La anunciada vigilancia de la Policía Local de Callosa de Segura contra los actos vandálicos que suponen la rotura de mobiliario urbano y elementos en lugares públicos ha tenido a tres menores de Callosa de Segura como primeras víctimas. Los padres de estos jóvenes denuncian un abuso de autoridad por parte de los agentes que identificaron a tres niños que jugaba con un bote de un refresco en la Glorieta del municipio, según aseguran sus responsable. Un acto que según el equipo de gobierno venía precedido de la rotura del sistema de riego del jardín además de protagonizar otros actos vandálicos, por lo que los agentes pusieron sobre aviso a los chavales.
En cualquier caso en la denuncia redactada por un agente establece el incumplimiento de la ordenanza de convivencia ciudadana aprobada por el Ayuntamiento y que el primer edil, Javier Pérez, dijo el viernes que se iba a cumplir a rajatabla. En el caso concreto de estos chicos el supuesto incumplimiento se daba en el apartado 2 del artículo 24. La madre de uno de los menores identificados advierten de que «este hecho es ilegal, más si cabe cuando los tutores estábamos en la misma Glorieta». El joven denunciado tuvo que ir a Urgencias porque sufría una crisis nerviosa y un episodio de diarrea, provocado según sus padres por el incidente ocurrido en el jardín público.

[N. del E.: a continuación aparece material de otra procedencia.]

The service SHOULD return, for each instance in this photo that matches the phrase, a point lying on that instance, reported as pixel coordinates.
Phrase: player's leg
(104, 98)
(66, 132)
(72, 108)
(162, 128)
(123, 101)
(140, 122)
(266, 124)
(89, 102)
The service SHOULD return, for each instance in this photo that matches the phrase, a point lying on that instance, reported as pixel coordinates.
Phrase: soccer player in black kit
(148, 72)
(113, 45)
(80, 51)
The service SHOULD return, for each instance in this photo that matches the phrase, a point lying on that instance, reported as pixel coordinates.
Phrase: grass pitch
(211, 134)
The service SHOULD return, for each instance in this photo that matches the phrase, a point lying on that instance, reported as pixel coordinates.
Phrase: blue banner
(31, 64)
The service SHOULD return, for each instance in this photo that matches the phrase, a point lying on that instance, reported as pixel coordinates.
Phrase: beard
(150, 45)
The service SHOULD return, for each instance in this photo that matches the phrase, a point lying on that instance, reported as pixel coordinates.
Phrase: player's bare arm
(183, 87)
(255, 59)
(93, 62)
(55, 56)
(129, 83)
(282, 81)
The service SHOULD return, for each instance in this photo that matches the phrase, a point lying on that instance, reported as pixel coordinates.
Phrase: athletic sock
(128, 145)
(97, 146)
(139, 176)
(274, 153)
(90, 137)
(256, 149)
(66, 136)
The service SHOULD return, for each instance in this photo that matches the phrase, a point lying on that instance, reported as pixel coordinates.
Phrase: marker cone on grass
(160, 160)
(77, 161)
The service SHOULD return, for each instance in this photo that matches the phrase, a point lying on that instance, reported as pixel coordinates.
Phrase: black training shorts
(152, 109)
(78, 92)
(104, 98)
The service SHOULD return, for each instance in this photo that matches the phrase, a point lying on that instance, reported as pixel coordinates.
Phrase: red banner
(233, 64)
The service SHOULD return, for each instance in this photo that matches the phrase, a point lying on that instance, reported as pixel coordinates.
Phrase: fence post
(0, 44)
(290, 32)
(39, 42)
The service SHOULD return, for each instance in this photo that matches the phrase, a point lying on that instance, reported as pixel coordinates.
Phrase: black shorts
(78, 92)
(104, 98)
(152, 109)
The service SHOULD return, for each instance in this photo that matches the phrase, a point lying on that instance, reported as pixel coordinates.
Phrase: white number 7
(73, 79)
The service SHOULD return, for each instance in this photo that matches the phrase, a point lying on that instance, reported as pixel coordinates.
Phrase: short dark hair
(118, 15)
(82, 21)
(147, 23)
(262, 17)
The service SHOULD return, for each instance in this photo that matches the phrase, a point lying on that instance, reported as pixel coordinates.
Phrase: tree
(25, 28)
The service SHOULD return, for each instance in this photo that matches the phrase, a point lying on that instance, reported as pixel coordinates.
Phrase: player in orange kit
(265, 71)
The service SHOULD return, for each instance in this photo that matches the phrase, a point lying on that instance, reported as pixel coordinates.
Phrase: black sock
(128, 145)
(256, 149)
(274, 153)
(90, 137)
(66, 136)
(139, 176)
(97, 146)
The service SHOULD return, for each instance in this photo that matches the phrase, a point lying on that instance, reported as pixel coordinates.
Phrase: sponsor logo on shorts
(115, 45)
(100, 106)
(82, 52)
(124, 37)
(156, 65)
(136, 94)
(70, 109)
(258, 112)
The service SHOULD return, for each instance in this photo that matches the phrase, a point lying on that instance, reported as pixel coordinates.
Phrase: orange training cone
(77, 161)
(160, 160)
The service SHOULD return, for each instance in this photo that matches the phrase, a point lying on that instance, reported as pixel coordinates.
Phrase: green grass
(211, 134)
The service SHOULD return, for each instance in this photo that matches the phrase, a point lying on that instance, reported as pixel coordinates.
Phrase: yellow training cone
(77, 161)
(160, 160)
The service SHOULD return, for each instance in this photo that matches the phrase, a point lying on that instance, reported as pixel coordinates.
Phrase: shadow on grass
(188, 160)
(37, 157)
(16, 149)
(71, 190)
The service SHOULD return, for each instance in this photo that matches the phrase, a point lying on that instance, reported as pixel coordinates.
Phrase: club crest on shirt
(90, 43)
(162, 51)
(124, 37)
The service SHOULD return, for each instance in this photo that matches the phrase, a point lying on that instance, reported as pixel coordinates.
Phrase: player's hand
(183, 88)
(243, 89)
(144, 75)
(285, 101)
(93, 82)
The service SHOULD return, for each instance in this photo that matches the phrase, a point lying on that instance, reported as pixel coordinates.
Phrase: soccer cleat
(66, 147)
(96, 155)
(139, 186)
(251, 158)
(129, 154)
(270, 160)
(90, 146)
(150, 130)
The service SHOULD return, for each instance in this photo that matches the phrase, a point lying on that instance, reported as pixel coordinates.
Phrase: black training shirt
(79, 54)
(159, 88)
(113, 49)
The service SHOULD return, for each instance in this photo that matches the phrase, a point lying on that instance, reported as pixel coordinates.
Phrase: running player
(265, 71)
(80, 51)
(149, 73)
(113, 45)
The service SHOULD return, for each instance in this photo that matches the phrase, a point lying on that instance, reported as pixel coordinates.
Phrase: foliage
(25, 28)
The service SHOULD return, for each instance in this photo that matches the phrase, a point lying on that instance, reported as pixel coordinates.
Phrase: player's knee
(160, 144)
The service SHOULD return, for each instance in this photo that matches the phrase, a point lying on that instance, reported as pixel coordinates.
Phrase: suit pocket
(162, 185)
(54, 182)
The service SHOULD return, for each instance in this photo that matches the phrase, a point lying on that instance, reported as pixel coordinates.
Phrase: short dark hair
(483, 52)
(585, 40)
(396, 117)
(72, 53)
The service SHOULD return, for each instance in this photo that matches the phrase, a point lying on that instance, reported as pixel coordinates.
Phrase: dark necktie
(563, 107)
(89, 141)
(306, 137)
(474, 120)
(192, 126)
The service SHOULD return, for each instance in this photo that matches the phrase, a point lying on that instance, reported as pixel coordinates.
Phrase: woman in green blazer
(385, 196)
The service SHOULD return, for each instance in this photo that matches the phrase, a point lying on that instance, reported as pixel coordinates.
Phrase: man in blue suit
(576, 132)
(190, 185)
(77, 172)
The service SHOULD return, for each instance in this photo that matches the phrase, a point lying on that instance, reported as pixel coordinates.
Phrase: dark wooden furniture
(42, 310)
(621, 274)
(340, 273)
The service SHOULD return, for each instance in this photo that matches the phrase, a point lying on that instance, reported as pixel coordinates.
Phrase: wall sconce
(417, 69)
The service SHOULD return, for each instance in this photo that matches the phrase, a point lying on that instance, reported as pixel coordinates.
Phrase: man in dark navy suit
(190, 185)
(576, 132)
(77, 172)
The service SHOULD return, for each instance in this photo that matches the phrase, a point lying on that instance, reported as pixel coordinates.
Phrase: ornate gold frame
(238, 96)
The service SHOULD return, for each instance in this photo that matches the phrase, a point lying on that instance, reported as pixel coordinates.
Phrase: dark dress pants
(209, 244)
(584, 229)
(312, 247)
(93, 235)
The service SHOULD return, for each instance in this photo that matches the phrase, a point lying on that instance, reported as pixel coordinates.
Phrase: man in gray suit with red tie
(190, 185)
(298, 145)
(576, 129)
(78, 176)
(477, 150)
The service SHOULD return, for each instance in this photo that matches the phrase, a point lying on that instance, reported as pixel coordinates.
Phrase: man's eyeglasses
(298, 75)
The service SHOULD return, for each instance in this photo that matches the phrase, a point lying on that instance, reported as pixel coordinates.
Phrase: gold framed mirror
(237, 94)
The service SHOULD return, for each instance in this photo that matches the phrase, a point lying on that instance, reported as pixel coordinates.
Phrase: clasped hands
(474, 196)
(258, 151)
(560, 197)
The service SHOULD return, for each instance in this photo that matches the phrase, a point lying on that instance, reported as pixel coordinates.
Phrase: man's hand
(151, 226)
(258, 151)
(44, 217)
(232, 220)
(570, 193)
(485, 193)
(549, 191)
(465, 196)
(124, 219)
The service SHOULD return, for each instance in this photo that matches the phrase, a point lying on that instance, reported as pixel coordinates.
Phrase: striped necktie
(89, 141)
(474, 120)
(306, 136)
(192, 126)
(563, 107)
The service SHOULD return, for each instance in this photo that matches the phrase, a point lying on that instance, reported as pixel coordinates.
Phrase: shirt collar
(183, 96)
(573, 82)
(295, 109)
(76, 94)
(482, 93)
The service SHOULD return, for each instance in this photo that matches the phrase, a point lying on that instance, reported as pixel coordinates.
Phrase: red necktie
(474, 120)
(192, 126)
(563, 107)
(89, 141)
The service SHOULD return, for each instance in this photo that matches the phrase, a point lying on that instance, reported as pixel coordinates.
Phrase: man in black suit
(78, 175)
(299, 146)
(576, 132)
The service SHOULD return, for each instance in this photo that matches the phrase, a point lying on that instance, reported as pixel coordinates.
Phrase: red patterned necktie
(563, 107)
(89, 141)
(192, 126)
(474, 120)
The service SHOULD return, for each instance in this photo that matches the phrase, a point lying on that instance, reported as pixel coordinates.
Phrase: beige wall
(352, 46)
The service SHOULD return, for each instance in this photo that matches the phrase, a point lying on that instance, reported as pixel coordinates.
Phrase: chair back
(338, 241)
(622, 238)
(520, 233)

Los agentes del cuerpo seguridad local cumplieron el mandato del equipo de gobierno, que como avisó el alcalde, Javier Pérez, el pasado viernes va a ser inflexible a la hora de cumplir esta ordenanza. Las brigadas municipales de Obras y Servicios no dan abasto a reparar todos los desperfectos que estropean los jóvenes, por lo que el gobierno municipal ha decidido parar en seco esta situación.
Aunque cabe destacar que la madre de uno de los denunciados, Carolina García, recuerda que «un agente no puede identificar a un menor a no ser que haya cometido un delito», y añade que «en la denuncia manifiesta que ha jugado con una lata de Coca Cola y no otra cosa».
Los padres de los tres menores de edad identificados han solicitado una reunión con Pérez y con el concejal de Seguridad Ciudadana, Gaspar Serrano, con el fin de aclarar el incidente. Los progenitores han valorado la posibilidad de poner una denuncia en la Guardia Civil por abuso de autoridad.
El primer edil fue claro y recordó que «los mismos chavales han roto en repetidas ocasiones el sistema de riego por goteo de la Glorieta, un sistema que es muy caro». El regidor popular informa de que los difusores de agua de la fuente central también son objeto de los actos vandálicos de forma habitual. Por este motivo advierte a los padres que «cuando la Policía Local ha tratado de poner una denuncia no solamente sería por jugar con una lata de Coca Cola».
En cualquier caso una de las vecinas asegura que «mi hijo fue tratado como un delincuente, por eso estuvo en ese estado nervioso toda la tarde». Desde el equipo de gobierno «vamos a ser inflexibles porque además de la sanción que corresponde a los autores de destrozos, ellos o sus padres tendrán que acarrear con los gastos de la reparación, ya que los demás ciudadanos no tiene por qué pagarlo».
Otro foco propicio para las pintadas es el muro perimetral del centro de discapacitados, donde los jóvenes pintan graffitis por doquier. El primer edil valoró que «vamos a tener una pareja de forma exclusiva para que se cumplan esta ordenanza», aclaró el popular.